Moody’s isn’t the only global agency to cut India’s growth forecast. Just days earlier, the International Monetary Fund (IMF) lowered India’s growth estimate for FY26 to 6.2% from its earlier 6.5%, citing similar concerns.

Similarly, the World Bank projected India’s growth at 6.3%, aligning with Moody’s estimates. These synchronized revisions underscore the growing consensus among global institutions about emerging risks to India's growth trajectory.


Positive Outlook on Inflation

While growth projections have been revised downwards, Moody’s maintained a positive outlook on inflation. The agency expects India’s inflation to average 4% in 2025 and 4.3% in 2026, reflecting price stability in food, energy, and core sectors.

This provides some relief to policymakers and supports the case for a more accommodative monetary policy, which could enhance household purchasing power and reduce business input costs.
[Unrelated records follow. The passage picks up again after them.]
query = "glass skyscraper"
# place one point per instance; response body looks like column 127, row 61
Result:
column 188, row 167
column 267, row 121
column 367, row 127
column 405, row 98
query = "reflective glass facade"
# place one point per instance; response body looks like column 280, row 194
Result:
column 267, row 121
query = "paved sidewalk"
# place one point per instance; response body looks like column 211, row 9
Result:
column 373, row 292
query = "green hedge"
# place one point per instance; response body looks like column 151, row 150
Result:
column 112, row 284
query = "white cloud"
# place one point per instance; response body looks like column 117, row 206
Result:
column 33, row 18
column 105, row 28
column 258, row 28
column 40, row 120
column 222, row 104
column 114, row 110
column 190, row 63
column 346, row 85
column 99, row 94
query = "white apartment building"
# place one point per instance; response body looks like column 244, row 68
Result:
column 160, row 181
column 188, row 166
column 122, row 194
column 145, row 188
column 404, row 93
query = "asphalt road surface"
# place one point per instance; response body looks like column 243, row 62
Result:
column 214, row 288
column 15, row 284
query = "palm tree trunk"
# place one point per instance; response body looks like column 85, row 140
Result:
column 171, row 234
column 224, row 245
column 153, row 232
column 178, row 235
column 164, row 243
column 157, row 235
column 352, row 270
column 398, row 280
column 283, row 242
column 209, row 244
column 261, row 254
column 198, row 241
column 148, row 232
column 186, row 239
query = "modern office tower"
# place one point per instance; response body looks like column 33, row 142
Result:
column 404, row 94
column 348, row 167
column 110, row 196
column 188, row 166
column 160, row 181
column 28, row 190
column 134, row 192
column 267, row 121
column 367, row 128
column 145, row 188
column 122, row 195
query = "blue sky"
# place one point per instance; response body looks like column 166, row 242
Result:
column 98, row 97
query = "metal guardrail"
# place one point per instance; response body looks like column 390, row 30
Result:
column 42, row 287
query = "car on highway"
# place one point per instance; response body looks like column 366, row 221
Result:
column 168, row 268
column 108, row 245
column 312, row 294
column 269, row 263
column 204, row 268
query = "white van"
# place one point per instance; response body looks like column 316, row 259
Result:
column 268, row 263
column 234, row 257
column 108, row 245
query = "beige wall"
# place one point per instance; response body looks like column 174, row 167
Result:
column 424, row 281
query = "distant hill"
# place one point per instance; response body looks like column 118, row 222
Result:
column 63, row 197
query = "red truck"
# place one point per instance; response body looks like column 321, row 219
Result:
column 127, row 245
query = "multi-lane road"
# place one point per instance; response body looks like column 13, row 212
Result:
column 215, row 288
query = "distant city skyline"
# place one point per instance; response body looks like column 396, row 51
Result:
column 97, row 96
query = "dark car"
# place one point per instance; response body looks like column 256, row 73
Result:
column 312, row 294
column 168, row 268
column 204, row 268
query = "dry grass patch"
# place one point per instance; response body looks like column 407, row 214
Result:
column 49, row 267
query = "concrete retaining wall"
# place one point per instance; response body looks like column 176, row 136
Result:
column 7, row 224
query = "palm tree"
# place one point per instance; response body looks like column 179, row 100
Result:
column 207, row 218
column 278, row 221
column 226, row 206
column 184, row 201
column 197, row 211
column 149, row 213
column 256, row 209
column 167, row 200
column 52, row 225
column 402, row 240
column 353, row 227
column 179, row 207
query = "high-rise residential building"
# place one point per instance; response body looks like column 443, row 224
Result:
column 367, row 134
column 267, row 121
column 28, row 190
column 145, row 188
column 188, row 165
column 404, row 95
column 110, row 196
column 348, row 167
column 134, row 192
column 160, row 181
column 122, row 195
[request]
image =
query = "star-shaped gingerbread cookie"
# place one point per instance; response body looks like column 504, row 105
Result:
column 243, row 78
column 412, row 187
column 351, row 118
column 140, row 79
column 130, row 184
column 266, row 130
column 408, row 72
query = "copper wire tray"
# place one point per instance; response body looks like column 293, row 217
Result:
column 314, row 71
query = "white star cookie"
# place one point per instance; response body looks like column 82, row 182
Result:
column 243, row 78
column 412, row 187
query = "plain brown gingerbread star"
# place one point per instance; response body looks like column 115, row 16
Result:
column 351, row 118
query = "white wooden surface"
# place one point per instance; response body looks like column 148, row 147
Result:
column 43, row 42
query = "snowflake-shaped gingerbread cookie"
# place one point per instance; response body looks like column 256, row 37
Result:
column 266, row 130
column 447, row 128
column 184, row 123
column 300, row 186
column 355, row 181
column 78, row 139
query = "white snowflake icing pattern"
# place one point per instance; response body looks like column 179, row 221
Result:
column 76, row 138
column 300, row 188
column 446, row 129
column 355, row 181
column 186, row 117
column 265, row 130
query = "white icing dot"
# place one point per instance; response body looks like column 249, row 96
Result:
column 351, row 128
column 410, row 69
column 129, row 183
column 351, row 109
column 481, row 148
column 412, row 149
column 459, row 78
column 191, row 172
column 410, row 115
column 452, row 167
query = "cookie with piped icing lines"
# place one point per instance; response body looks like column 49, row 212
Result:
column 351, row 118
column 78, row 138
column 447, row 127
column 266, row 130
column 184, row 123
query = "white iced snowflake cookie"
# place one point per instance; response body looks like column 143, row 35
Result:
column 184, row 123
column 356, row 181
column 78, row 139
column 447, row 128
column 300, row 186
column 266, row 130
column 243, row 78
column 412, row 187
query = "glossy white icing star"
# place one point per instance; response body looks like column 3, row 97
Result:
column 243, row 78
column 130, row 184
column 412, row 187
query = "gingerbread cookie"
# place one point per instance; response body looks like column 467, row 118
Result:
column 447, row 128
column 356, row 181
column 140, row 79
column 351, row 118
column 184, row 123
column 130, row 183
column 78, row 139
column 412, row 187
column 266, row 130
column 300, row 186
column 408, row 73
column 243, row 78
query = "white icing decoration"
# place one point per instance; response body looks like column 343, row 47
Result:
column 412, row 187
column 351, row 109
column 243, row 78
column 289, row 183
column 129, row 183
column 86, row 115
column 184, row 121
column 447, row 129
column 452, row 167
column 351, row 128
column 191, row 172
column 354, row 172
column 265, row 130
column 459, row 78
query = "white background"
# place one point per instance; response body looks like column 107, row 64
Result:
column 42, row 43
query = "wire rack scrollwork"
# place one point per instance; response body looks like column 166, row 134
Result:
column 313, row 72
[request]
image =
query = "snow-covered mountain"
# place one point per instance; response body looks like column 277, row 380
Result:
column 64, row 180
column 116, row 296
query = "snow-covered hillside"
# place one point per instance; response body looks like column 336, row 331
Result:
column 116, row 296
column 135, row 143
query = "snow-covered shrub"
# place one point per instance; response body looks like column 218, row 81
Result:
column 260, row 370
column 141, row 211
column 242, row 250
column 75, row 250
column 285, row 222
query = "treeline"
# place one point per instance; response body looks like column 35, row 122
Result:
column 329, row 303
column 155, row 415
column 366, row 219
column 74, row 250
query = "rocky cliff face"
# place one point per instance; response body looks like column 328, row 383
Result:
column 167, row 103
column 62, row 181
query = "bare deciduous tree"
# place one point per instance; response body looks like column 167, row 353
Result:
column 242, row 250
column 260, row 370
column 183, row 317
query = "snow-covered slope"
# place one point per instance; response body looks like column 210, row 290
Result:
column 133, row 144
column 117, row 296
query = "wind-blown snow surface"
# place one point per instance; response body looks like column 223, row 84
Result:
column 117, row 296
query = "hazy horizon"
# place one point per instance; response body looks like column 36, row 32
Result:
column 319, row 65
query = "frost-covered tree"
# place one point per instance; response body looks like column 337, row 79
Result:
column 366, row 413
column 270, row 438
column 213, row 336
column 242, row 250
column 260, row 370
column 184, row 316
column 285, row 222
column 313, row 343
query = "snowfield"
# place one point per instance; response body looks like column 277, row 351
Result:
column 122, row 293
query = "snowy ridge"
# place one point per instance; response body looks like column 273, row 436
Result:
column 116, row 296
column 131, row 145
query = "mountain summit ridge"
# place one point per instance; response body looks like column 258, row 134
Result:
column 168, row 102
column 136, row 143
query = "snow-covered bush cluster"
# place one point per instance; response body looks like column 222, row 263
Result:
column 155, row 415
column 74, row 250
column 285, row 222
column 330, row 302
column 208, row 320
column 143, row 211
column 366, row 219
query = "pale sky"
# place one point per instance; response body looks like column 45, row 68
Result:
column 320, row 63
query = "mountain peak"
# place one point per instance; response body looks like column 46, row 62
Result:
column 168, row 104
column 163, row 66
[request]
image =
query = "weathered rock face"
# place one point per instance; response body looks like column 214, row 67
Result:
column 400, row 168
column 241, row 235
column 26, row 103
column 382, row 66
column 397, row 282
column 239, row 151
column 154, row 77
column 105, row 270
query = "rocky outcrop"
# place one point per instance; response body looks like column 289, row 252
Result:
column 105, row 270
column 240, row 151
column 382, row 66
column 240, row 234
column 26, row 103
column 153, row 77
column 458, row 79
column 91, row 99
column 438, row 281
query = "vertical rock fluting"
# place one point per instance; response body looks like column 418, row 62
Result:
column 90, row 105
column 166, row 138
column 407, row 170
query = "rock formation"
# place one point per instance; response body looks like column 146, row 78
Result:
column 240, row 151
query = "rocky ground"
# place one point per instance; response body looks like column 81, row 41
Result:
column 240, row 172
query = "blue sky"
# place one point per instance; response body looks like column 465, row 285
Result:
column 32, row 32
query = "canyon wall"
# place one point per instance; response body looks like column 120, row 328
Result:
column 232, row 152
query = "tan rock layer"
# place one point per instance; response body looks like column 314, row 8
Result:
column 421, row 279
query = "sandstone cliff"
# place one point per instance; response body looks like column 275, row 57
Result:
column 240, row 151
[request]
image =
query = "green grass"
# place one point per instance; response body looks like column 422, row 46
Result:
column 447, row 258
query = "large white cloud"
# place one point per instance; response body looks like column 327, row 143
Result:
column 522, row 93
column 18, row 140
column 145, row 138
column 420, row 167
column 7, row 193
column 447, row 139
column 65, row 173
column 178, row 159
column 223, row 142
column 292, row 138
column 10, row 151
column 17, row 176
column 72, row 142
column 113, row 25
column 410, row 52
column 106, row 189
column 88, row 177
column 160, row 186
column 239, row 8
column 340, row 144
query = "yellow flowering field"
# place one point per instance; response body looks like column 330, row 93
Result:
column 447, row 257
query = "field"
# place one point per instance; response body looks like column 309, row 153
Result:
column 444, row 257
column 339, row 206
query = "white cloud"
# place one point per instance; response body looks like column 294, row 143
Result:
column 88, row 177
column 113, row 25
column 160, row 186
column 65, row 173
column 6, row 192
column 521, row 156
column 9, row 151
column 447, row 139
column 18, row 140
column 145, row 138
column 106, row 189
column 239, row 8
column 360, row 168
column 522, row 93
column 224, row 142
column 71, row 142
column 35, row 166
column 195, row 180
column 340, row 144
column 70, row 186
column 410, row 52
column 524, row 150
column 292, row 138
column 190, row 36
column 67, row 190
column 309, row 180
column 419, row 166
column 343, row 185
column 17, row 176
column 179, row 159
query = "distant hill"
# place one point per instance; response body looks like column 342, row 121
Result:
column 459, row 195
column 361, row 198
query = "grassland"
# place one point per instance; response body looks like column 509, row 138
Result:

RBI Expected to Continue Rate Cuts

Moody’s observed that emerging market central banks, including the Reserve Bank of India (RBI), are no longer tightly bound by US Federal Reserve policy as they were last year. This gives RBI more room to maneuver, especially in cutting interest rates to boost domestic demand.

RBI had already implemented two consecutive 25 basis point (bps) cuts, reducing the policy rate to 6% in April. Moody’s expects further easing in the coming quarters, particularly if growth momentum weakens and global crude prices stay moderate.


Investor Sentiment and Risk Appetite Could Decline

The global uncertainty, particularly surrounding trade and geopolitics, is likely to dampen investor sentiment. As investors reassess risk vs return under new geopolitical realities, emerging markets may see capital outflows, currency volatility, and reduced FDI inflows.

This calls for a recalibrated investment policy by the Indian government, including de-risking supply chains, incentivizing domestic production, and strengthening diplomatic relations with key trade partners.


Key Challenges Ahead for India

Despite strong fundamentals such as a robust services sector, rising digital economy, and young demographic, India must navigate several key challenges:

  • Maintaining fiscal discipline while increasing capital expenditure.

  • Enhancing domestic manufacturing to reduce reliance on imports.

  • Addressing regional security threats that impact both tourism and FDI.

  • Managing inflationary pressures without disrupting consumption.

These priorities will define the success of India's economic trajectory in the face of mounting external headwinds.


Conclusion: Strategic Resilience Needed in Uncertain Times

Moody’s forecast serves as a stark reminder of the complex global landscape India is operating in. While the economic slowdown to 6.3% in 2025 is a modest dip, it signals deeper structural risks that need proactive handling.

The Indian government and RBI must ensure a balance between stimulus and stability, while businesses and investors must adapt to a geopolitically volatile world.

The path to sustained growth will depend on how effectively India navigates these external pressures and leverages its internal strengths in innovation, resilience, and policy agility.